Dengan model kekuasaan seperti ini, yakni ketika seluruh pertimbangan berlandaskan ekonomi alias bisnis semata, fungsi utama kekuasaan (Negara) hanyalah sebagai regulator, bukan pengurus yang memberikan pelayanan. Miris memang, rakyat dalam sistem ini selalu sebagai korban. Para pejabatnya cenderung koruptif, sedangkan rakyatnya hidup dalam cekikan pajak yang semakin membelit.
Pemasukan APBN selama ini didapat dari pajak, pendapatan negara bukan pajak dan hibah. Dari seluruh pemasukan tersebut, pajak mlah yang memiliki persentase yang paling tinggi. Pajak tersebut berasal dari pajak pertambahan nilai, pajak penghasilan, pajak bumi dan bangunan, pajak ekspor, dan sebagainya.Semua pajak tersebut diperoleh dari pembayaran oleh rakyat, melainkan dinikmati oleh segelintir orang saja, yaitu orang yang berduit.
Jika pembengkakan dana IKN terus terjadi, tidak menutup kemungkinan akan menyedot anggaran dengan jumlah fantastis. Ini tentu akan membahayakan APBN yang seharusnya dialokasikan untuk memenuhi kebutuhan rakyat dalam bidang pendidikan, kesehatan, dan BBM, bahkan sebagian subsidi untuk rakyat sudah dikurangi dan tak tertutup kemungkinan akan dicabut.
Ini semua akibat penerapan sistem kapitalis demokrasi. Sistem ini telah memasung potensi kekayaan alam negeri menjadi sasaran eksploitasi oligarki kapitalis. Alhasil, negeri kaya tapi banyak utangnya. Karena itu terbukti sistem ekonomi kapitalis membenarkan terjadinya penguasa harta kekayaan milik umum yang sejatinya untuk dimanfaatkan seluruh rakyat, menjadi milik individu baik swasta atau asing.
Karena itu, penderitaan yang dirasakan rakyat saat ini semestinya tidak terjadi jika diurus oleh sistem kepemimpinan Islam (khilafah), yang di rancang oleh Allah SWT dan di wariskan oleh baginda Nabi saw.
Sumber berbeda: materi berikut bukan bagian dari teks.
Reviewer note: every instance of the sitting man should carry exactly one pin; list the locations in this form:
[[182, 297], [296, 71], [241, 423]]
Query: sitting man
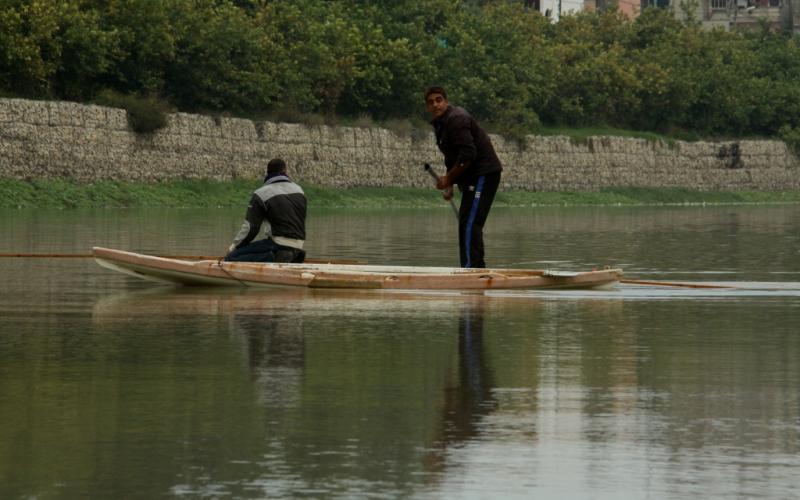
[[281, 204]]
Syariat Islam menetapkan tidak boleh ada celah bagi siapa pun, terutama para pemimpin untuk menimbulkan kerusakan,am apalagi membuka pintu kezaliman dan memberi jalan penjajahan.
Allah berfirman dalam Qur’an surah al A’raf: 56 yang artinya, “Dan janganlah kamu berbuat kerusakan di bumi setelah (di ciptakan) dengan baik.Berdoalah kepadanya dengan rasa takut dan penuh harap.Sesungguhnya rahmat Allah sangat dekat kepada orang ya ng berbuat ke baikan.”
Oleh karena itu, pembangunan dengan skema utang atau investasi swasta, baik nasional maupun asing dan sejenisnya betul-betul ditutup rapat dalam sistem Islam. Karenanya, hanya dengan kepemimpinan Islam yang benar-benar mampu mengurus dan menjaga umat sehingga kesejahteraan bisa dirasakan hingga level orang per orang.